We use WCAG practices as a reference and describe the work accurately. A specific conformance claim should only be made after the relevant scope has been evaluated under defined conditions.

What we may need from you

  • Priority pages and critical user flows
  • Access to the current implementation
  • Known user or compliance requirements
  • A defined review scope

What you receive

  • Documented findings by priority
  • Practical remediation guidance
  • Implementation support when included
  • A follow-up review for the agreed scope

What this service can include

The review can cover a complete website, selected templates, or a specific user journey.

01

Keyboard navigation

Check focus order, visible focus, operable controls, menus, dialogs, and skip links.

02

Semantic structure

Review landmarks, headings, labels, buttons, links, lists, and content relationships.

03

Forms and feedback

Improve instructions, validation, errors, status messages, and required-field communication.

04

Visual accessibility

Review contrast, text resizing, zoom behavior, touch targets, spacing, and information conveyed by color.

05

Screen-reader support

Check accessible names, reading order, dynamic updates, alternative text, and hidden content behavior.

06

Motion and responsive behavior

Respect reduced-motion preferences and ensure layouts remain usable across viewport sizes.

How accessibility work is carried out

Automated tools are useful, but they do not replace manual review.

01

Define the evaluation scope

Select representative pages, components, user journeys, browsers, and assistive technologies.

02

Combine automated and manual checks

Use tools for coverage and manual testing for interaction, meaning, and usability.

03

Explain each barrier

Document who may be affected, why the issue matters, and how it can be corrected.

04

Implement or support remediation

Fix agreed issues or provide code and design guidance to the responsible team.

05

Retest the changed scope

Verify that corrections work and have not introduced new barriers.

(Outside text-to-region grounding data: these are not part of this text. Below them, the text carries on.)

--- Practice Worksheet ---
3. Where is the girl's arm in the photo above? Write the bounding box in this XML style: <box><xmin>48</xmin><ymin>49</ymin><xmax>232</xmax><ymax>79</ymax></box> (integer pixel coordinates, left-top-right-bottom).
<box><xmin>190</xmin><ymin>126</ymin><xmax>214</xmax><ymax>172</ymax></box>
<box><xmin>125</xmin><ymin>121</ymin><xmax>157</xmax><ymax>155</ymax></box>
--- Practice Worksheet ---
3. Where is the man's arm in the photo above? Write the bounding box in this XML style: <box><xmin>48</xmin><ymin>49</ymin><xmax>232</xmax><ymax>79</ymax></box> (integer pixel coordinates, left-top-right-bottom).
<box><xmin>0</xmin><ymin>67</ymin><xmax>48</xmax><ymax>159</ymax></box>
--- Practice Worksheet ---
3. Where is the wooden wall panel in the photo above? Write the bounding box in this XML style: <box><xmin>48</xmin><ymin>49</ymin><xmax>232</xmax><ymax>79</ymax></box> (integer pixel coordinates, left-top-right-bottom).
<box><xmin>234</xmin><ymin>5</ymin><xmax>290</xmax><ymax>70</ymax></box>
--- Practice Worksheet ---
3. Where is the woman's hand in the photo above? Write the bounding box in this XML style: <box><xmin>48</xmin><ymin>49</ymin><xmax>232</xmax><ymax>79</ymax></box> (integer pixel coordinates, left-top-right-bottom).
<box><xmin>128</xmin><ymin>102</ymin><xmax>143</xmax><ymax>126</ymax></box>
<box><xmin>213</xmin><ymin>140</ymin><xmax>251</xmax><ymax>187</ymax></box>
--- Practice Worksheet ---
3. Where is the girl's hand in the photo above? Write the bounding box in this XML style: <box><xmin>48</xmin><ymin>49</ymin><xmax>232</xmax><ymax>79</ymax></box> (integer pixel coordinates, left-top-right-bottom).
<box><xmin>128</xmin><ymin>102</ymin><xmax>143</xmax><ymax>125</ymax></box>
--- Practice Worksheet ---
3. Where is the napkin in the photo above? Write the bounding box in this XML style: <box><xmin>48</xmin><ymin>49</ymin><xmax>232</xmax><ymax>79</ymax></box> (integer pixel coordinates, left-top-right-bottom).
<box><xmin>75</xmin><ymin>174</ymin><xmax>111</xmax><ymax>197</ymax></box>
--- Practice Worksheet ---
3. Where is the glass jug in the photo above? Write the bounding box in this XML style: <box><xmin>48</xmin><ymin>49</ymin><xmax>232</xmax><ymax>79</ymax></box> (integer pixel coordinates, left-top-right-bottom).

Accessibility principles used in the work

The objective is usable behavior, not only passing an automated scan.

01

Perceivable

Content and interface information can be identified in more than one way where needed.

02

Operable

Controls and journeys remain usable without depending on a specific input method.

03

Understandable

Labels, instructions, navigation, and feedback remain predictable and clear.

04

Robust

Semantic implementation supports current browsers and assistive technologies.